By Yoruk Bahceli and Stefano Rebaudo
(Reuters) – The European Central Bank (ECB) appears ready to implement another interest rate cut this Thursday, despite previously showing reluctance just weeks ago.
Data indicates that the euro zone economy is in a worse state than during the last ECB meeting, increasing expectations for more rapid rate cuts than the quarterly pace established by previous cuts in June and September.
Mark Wall, chief European economist at Deutsche Bank, stated, "If the ECB does not cut in October, the market will believe that the central bank is behind the curve and possibly making a policy error."
Five Key Questions for Markets:
1. Will the ECB cut rates this week?
All signs point to yes. Traders are estimating around a 90% chance of a 25 basis-point cut, a significant rise from 20% during last month's meeting. A contraction in euro zone business activity in September led to heightened expectations that the ECB might not act quickly enough.
Several policymakers have advocated for an October rate cut, with ECB chief Christine Lagarde also hinting at one, suggesting that confidence in falling inflation will influence the bank's decision.
2. Is this the start of back-to-back rate cuts?
Economists on Wall Street believe it is. Traders anticipate just over three cuts in the four meetings following October. However, ECB policymakers are more cautious. Finnish governor Olli Rehn emphasized that decisions on the pace and extent of future cuts will be made on a meeting-by-meeting basis. Lagarde may indicate a change in direction as projections are due in December, according to Gilles Moec, chief economist at AXA.
3. Is inflation no longer a concern for the ECB?
Traders seem to believe so, as inflation has dropped below the ECB's 2% target as of September. Even persistent services inflation has slightly decreased, reaching its lowest monthly adjusted rate since November 2023. Derivatives used for hedging inflation risk imply that price growth could remain below 2% from the first quart of the upcoming year, quicker than the ECB's projections from September.
Nevertheless, services inflation remains at 4%, and the recent drop in headline inflation was primarily driven by energy prices, preventing the ECB from claiming victory just yet.

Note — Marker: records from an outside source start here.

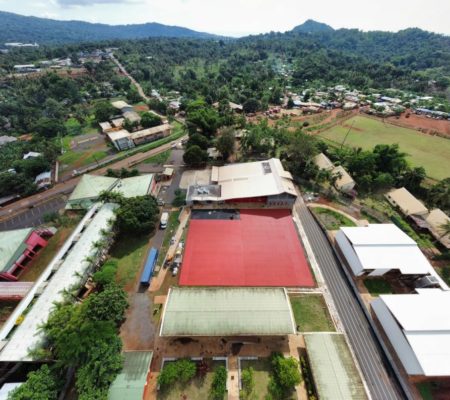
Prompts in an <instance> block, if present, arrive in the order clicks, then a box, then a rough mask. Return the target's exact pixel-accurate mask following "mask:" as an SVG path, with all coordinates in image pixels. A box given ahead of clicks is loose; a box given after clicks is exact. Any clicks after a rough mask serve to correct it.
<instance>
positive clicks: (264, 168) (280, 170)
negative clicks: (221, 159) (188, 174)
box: [211, 158, 297, 200]
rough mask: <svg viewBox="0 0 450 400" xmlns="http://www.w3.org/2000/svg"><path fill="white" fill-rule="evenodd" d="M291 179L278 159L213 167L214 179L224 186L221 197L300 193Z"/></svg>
mask: <svg viewBox="0 0 450 400" xmlns="http://www.w3.org/2000/svg"><path fill="white" fill-rule="evenodd" d="M292 179H293V178H292V175H291V174H290V172H288V171H285V170H284V168H283V166H282V164H281V161H280V160H279V159H277V158H271V159H270V160H267V161H256V162H250V163H242V164H232V165H226V166H224V167H213V168H212V172H211V181H212V182H213V183H216V184H218V185H220V186H221V198H220V200H228V199H239V198H248V197H259V196H273V195H277V194H282V193H289V194H291V195H293V196H297V192H296V191H295V188H294V184H293V182H292Z"/></svg>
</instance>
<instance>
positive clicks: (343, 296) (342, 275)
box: [296, 200, 404, 400]
mask: <svg viewBox="0 0 450 400" xmlns="http://www.w3.org/2000/svg"><path fill="white" fill-rule="evenodd" d="M296 210H297V213H298V215H299V217H300V220H301V223H302V225H303V228H304V229H305V232H306V235H307V237H308V240H309V242H310V244H311V247H312V249H313V252H314V255H315V257H316V260H317V263H318V264H319V266H320V269H321V271H322V274H323V276H324V279H325V282H326V284H327V286H328V288H329V290H330V293H331V295H332V297H333V300H334V303H335V304H336V308H337V311H338V313H339V316H340V318H341V321H342V323H343V325H344V328H345V331H346V333H347V335H348V337H349V340H350V343H351V345H352V348H353V351H354V353H355V355H356V358H357V359H358V362H359V365H360V367H361V370H362V372H363V374H364V378H365V380H366V382H367V385H368V389H369V391H370V394H371V396H372V399H374V400H391V399H392V400H397V399H403V398H404V396H402V394H401V393H400V389H399V387H398V386H397V380H396V378H395V377H394V376H393V375H392V374H391V372H390V369H389V367H388V366H386V364H385V362H387V361H385V357H384V354H383V351H382V349H381V348H380V346H379V343H378V341H377V339H376V338H375V336H374V333H373V331H372V329H371V327H370V324H369V322H368V321H367V319H366V316H365V315H364V313H363V311H362V309H361V306H360V304H359V302H358V300H357V299H356V297H355V295H354V293H353V292H352V289H351V287H350V286H349V283H348V281H347V278H346V276H345V274H344V273H343V271H342V266H341V264H340V262H339V261H338V259H337V258H336V256H335V254H334V253H333V250H332V249H331V247H330V244H329V242H328V240H327V238H326V237H325V234H324V233H323V232H322V230H321V229H320V227H319V225H318V224H317V222H316V221H315V219H314V218H313V217H312V215H311V214H310V212H309V210H308V208H307V207H306V205H305V204H304V203H303V200H299V201H298V202H297V203H296Z"/></svg>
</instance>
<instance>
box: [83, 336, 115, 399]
mask: <svg viewBox="0 0 450 400" xmlns="http://www.w3.org/2000/svg"><path fill="white" fill-rule="evenodd" d="M121 350H122V341H121V340H120V338H119V337H118V336H117V335H115V336H114V337H111V339H110V340H109V341H108V342H106V341H100V342H98V343H97V345H96V346H94V347H92V348H91V349H89V356H88V361H87V362H86V363H85V364H83V365H82V366H81V367H80V368H79V369H78V371H77V374H76V388H77V392H78V396H79V397H78V398H79V399H80V400H92V399H106V398H107V395H108V389H109V386H110V385H111V383H112V382H113V381H114V379H115V378H116V376H117V374H118V373H119V372H120V371H121V369H122V366H123V358H122V355H121V353H120V352H121Z"/></svg>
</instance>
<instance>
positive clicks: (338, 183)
mask: <svg viewBox="0 0 450 400" xmlns="http://www.w3.org/2000/svg"><path fill="white" fill-rule="evenodd" d="M338 174H339V175H340V178H338V179H337V180H336V182H335V186H336V187H337V188H338V189H341V188H344V187H346V186H349V185H353V186H354V185H355V181H354V180H353V178H352V177H351V176H350V174H349V173H348V172H347V171H346V170H345V169H344V167H343V166H342V165H339V166H337V167H336V168H334V169H333V175H338ZM353 186H352V187H353Z"/></svg>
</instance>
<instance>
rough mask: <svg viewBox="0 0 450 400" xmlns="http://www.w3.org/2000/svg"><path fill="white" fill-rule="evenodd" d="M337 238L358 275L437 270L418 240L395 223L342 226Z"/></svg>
mask: <svg viewBox="0 0 450 400" xmlns="http://www.w3.org/2000/svg"><path fill="white" fill-rule="evenodd" d="M336 242H337V243H338V245H339V248H340V249H341V251H342V253H343V254H344V256H345V258H346V260H347V262H348V264H349V265H350V267H351V269H352V271H353V273H354V274H355V275H361V274H362V273H364V271H367V270H375V271H374V272H373V273H372V275H382V274H384V273H385V272H388V271H389V270H392V269H397V270H399V271H400V272H401V273H402V274H403V275H426V274H430V273H431V271H433V267H432V266H431V265H430V263H429V262H428V260H427V259H426V257H425V256H424V255H423V253H422V252H421V250H420V249H419V247H418V246H417V244H416V242H414V240H412V239H411V238H410V237H409V236H408V235H407V234H406V233H404V232H403V231H402V230H401V229H400V228H398V227H397V226H396V225H394V224H370V225H368V226H364V227H342V228H341V229H340V230H339V232H338V233H337V235H336Z"/></svg>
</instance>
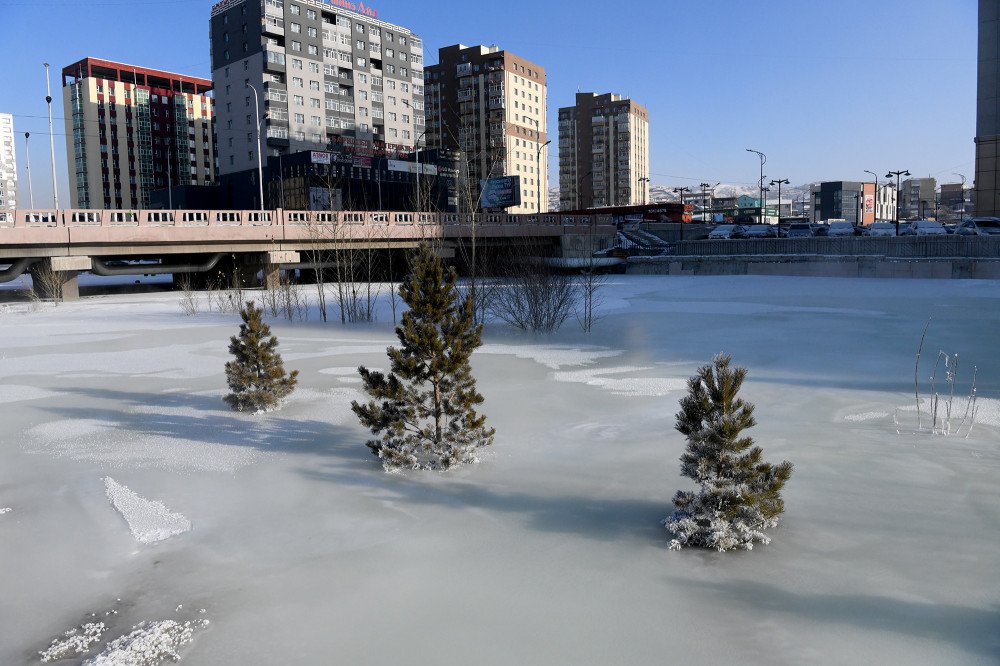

4. Is growth the ECB's main concern now?
Yes, that concern is growing. But since the ECB is focused solely on inflation, the challenge lies in whether stagnation might consistently keep inflation below target. The ECB is optimistic that rising real incomes will improve consumption, projecting growth at 1.3% next year, up from 0.8% this year—a forecast that some economists consider too optimistic, especially as Germany faces a second year of contraction.
Moec from AXA warns that if expected growth does not occur soon, inflation risks undershooting the ECB's target—an unease shared by some policymakers.
5. Are geopolitical risks worrying for the ECB?
Yes, but mainly regarding growth issues. Oil prices have risen over 9% since early October amid the Israel-Hezbollah conflict, though they remain substantially below this year's peak. Since inflation is currently low, the ECB can withstand temporary energy-driven price increases, according to Paul Hollingsworth from BNP Paribas.
Hollingsworth noted, "The ECB's focus has shifted more towards growth risks, meaning geopolitical concerns would only exacerbate these worries."
Importantly, Thursday marks the ECB's last meeting before the November U.S. presidential election. Should former Republican President Donald Trump win and impose a 10% tariff on all imports, it would adversely affect euro zone growth and strengthen the case for deeper rate cuts, say economists.